Summer Sale Limited Time 75% Discount Offer - Ends in 0d 00h 00m 00s - Coupon code = simple75

Pass the Google Cloud Certified Professional-Data-Engineer Questions and answers with Dumpstech

Exam Professional-Data-Engineer Premium Access

View all detail and faqs for the Professional-Data-Engineer exam

Go to Exam

Practice at least 50% of the questions to maximize your chances of passing.

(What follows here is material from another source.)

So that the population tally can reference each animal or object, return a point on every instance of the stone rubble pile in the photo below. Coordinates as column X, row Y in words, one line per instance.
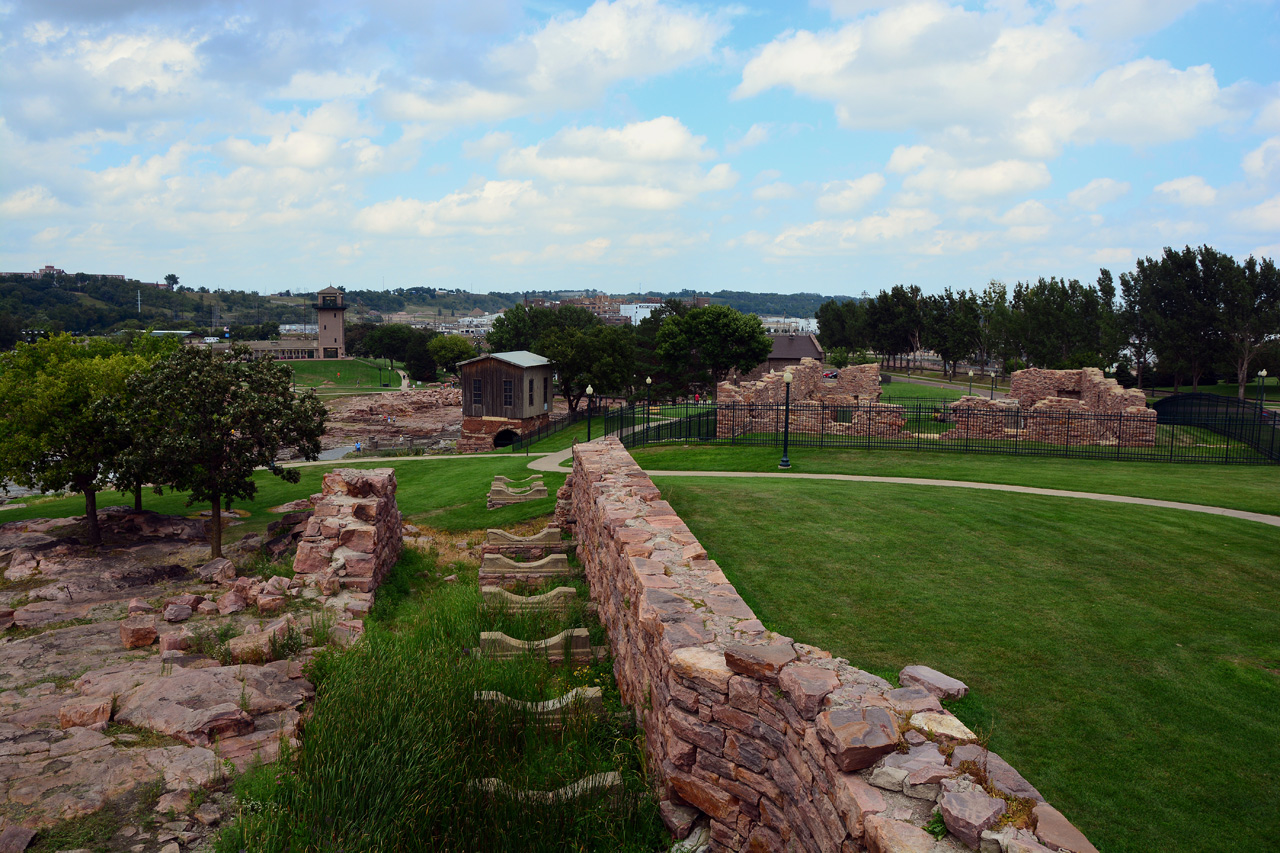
column 355, row 536
column 778, row 743
column 845, row 406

Viewing page 4 out of 12 pages

Viewing questions 31-40 out of questions

Questions # 31:

Your company produces 20,000 files every hour. Each data file is formatted as a comma separated values (CSV) file that is less than 4 KB. All files must be ingested on Google Cloud Platform before they can be processed. Your company site has a 200 ms latency to Google Cloud, and your Internet connection bandwidth is limited as 50 Mbps. You currently deploy a secure FTP (SFTP) server on a virtual machine in Google Compute Engine as the data ingestion point. A local SFTP client runs on a dedicated machine to transmit the CSV files as is. The goal is to make reports with data from the previous day available to the executives by 10:00 a.m. each day. This design is barely able to keep up with the current volume, even though the bandwidth utilization is rather low.

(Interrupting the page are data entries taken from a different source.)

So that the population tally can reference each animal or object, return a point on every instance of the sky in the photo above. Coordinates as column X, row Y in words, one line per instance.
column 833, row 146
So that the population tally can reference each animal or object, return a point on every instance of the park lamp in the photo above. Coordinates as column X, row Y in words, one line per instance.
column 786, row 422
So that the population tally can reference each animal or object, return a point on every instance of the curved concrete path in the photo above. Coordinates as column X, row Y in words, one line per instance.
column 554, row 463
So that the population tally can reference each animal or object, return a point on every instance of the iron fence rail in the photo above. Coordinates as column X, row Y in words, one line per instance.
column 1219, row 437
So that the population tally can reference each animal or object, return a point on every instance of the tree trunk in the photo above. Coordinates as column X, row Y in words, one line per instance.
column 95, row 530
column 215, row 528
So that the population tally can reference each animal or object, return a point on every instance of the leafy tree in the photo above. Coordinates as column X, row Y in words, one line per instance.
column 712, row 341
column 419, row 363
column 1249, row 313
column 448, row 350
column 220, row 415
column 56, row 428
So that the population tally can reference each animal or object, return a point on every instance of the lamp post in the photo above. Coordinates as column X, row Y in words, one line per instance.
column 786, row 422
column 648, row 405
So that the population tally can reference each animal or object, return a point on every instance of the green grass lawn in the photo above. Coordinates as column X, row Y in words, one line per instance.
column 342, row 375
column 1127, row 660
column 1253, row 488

You are told that due to seasonality, your company expects the number of files to double for the next three months. Which two actions should you take? (choose two.)

Options:

Introduce data compression for each file to increase the rate file of file transfer.

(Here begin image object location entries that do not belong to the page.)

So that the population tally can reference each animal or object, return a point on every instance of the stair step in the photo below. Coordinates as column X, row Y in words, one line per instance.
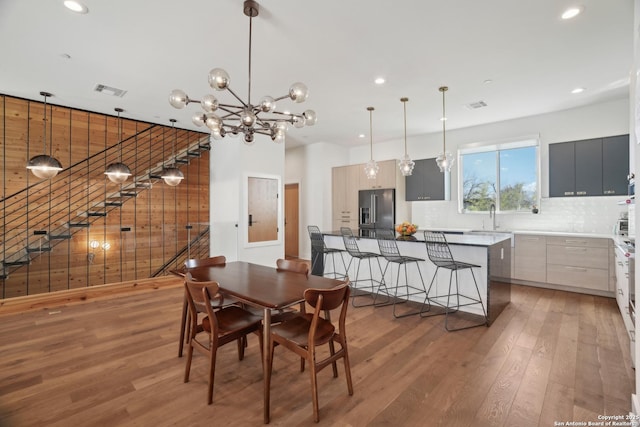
column 59, row 236
column 34, row 249
column 79, row 224
column 22, row 260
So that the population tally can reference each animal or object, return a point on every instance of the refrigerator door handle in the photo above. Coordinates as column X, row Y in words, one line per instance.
column 374, row 216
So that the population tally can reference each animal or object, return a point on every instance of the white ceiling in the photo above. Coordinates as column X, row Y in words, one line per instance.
column 336, row 47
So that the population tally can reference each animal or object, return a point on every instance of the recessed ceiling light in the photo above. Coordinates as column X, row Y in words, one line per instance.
column 572, row 12
column 76, row 6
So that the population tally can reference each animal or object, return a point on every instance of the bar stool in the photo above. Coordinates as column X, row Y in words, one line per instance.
column 321, row 251
column 351, row 245
column 389, row 250
column 440, row 254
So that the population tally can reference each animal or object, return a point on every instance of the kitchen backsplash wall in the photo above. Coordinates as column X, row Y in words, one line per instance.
column 580, row 215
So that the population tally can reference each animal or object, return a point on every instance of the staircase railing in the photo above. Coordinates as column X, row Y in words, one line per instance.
column 51, row 211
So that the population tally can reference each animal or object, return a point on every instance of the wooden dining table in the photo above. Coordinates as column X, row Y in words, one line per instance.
column 265, row 288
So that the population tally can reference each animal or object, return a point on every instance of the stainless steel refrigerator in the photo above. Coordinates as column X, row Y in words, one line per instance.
column 376, row 210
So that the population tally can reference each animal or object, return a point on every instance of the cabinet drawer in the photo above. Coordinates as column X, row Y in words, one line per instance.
column 580, row 277
column 591, row 242
column 530, row 245
column 577, row 256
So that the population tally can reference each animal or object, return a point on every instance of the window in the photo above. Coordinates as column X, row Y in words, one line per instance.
column 505, row 175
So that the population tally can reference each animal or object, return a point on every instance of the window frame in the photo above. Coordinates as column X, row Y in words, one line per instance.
column 495, row 147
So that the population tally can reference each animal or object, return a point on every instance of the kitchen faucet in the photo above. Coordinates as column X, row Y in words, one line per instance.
column 492, row 216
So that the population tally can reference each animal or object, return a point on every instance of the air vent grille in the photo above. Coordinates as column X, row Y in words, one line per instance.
column 108, row 90
column 476, row 105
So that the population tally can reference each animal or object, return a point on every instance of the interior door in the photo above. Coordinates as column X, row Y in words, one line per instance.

Contact your internet service provider (ISP) to increase your maximum bandwidth to at least 100 Mbps.

Redesign the data ingestion process to use gsutil tool to send the CSV files to a storage bucket in parallel.

Assemble 1,000 files into a tape archive (TAR) file. Transmit the TAR files instead, and disassemble the CSV files in the cloud upon receiving them.

Create an S3-compatible storage endpoint in your network, and use Google Cloud Storage Transfer Service to transfer on-premices data to the designated storage bucket.

Questions # 32:

You are choosing a NoSQL database to handle telemetry data submitted from millions of Internet-of-Things (IoT) devices. The volume of data is growing at 100 TB per year, and each data entry has about 100 attributes. The data processing pipeline does not require atomicity, consistency, isolation, and durability (ACID). However, high availability and low latency are required.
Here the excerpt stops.